Baggen

Geography
- Coordinates: 65°19′35″N 21°46′37″E﻿ / ﻿65.326288°N 21.776910°E
- Adjacent to: Bay of Bothnia

Administration
- Sweden
- Province: Norrbotten
- Municipality: Piteå Municipality

Demographics
- Population: Uninhabited

= Baggen =

Island in the country of Sweden

Baggen is an island in the northwest of the Swedish sector of the Bay of Bothnia, in the Piteå archipelago.

==Location==

Baggen is about 8 km from Renöhamn.
The island can be reached by boat from Piteå in 10 to 25 minutes depending on weather conditions.
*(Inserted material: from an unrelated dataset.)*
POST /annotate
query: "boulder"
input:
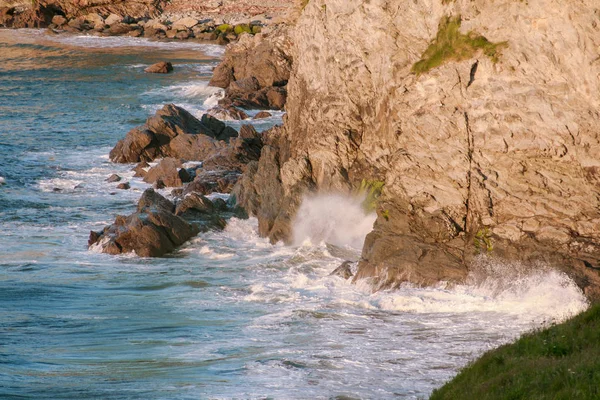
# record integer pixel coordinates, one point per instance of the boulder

There are rental cabins.
The west side of the island has steep rocky cliffs.
The name may have Sami origin, from the word "Pakte", meaning "crag".
Baggen has an open air chapel, which is often used for marriages.
It consists of a wooden cross, a simple altar in the form of a flat stone slab and benches of rough hewn logs.

The island has been considered as a site for wind power generation, as have Rånön in Kalix, Vargön in Piteå and Stor-Brändön in Luleå. However a 2009 report concluded that construction could not be justified given the relatively small potential capacity, the cost and environmental damage.